Alongside her Schubert cycle, which encompassed a number of concert seasons, and was realized in Tokyo in collaboration with acclaimed partners, contemporary music occupies an important place within her pianistic activities. She has performed works by, among others, Viktor Ullmann, Ernst Krenek, Toru Takemitsu, Toshio Hosokawa, and Tan Dun, and gave the Japanese world premiere performance of Alfredo Casella’s Scarlattiana op. 44 for piano and orchestra.

Hideyo Harada began her musical training in Tokyo with Toyoaki Matsuura before coming to Europe, where she continued her studies with Lieselotte Gierth in Stuttgart and Hans Kann and Roland Keller in Vienna. She put the finishing touches on her pianistic apprenticeship with Viktor Merzhanov at the Tchaikovsky Conservatory in Moscow. Harada has received prizes at numerous competitions, winning the Concours International d’Exécution Musicale in Geneva, as well as 1st prize at the International Schubert Competition in Dortmund, among others. She was also a prizewinner at the International Rachmaninoff Competition in Moscow.

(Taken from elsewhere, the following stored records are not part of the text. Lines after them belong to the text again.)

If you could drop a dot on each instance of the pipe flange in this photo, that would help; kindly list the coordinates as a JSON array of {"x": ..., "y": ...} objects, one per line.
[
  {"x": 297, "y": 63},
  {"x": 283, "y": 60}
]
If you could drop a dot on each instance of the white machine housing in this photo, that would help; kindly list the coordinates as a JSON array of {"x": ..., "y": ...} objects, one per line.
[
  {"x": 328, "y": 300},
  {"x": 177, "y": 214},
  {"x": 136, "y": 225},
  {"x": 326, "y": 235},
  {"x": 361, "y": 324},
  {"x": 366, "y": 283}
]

Harada has made guest appearances, among others, at the Schleswig-Holstein Musik Festival, the Festspiele Mecklenburg-Vorpommern, the MDR-Musiksommer, the Beethovenfest Bonn, the Rheingau Musik Festival, the Mozartfest Würzburg, the Heidelberger Frühling, the Ludwigsburger Schlossfestspiele, the Musikfest Stuttgart, the Festspiele Europäische Wochen Passau, the Yokohama International Piano Festival, and the Grand Piano Festival in Amsterdam. Major performance venues have included the Tchaikovsky Conservatory in Moscow, the Musikverein in Vienna, the Konzerthaus in Berlin, the Gewandhaus in Leipzig, the Alte Oper Frankfurt, the Liederhalle in Stuttgart, Victoria Hall in Geneva, the Rudolfinum in Prague, and Suntory Hall in Tokyo.

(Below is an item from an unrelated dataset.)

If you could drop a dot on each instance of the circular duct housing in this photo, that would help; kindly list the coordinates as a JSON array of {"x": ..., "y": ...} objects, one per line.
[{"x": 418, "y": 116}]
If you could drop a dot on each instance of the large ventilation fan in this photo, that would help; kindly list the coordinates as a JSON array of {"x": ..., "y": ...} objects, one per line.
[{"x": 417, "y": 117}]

Hideyo Harada has appeared with numerous orchestras, among them the Orchestre de la Suisse Romande, the Orchestra Sinfonica Nazionale della RAI, the Stuttgarter Kammerorchester, the Orchestre de Cannes, the Filarmonica George Enescu in Bucharest, the National Polish Radio Symphony Orchestra, the Russian State Symphony Orchestra, the Seoul Philharmonic Orchestra, the NHK Symphony Orchestra, the Yomiuri Nippon Symphony Orchestra, and the New Japan Philharmonic Orchestra. Among her partners at the podium have been conductors such as Petr Altrichter, Christian Arming, Piero Bellugi, Pietari Inkinen, Cristian Mandeal, Tadaaki Otaka, Vladimir Valek, and Marcello Viotti.

In the chamber music context, Hideyo Harada has worked with, among others, the Borodin Quartett, the violinists Latica Honda-Rosenberg and Mikhail Simonyan, the cellist Jens Peter Maintz, and the baritone Roman Trekel. Another facet of Harada’s activities is her participation in musical-literary programs, which she has organized jointly with the actors Corinna Harfouch, Peter Lohmeyer, Thomas Thieme, and Hanns Zischler. Rounding off her musical interests are recordings with international radio and television stations.

For the past four years, parallel to her busy concert schedule, Hideyo Harada has published monthly essays in the prestigious Japanese music magazine Musica Nova. Appearing in 2014 with one of the best-known Japanese publishers was the book The Gift of the Russian Piano School, which illuminates a rich musical heritage from a variety of perspectives through a selection of artistic personalities – beginning with the era of Peter the Great, and continuing up to the celebrated piano virtuosi of the present day.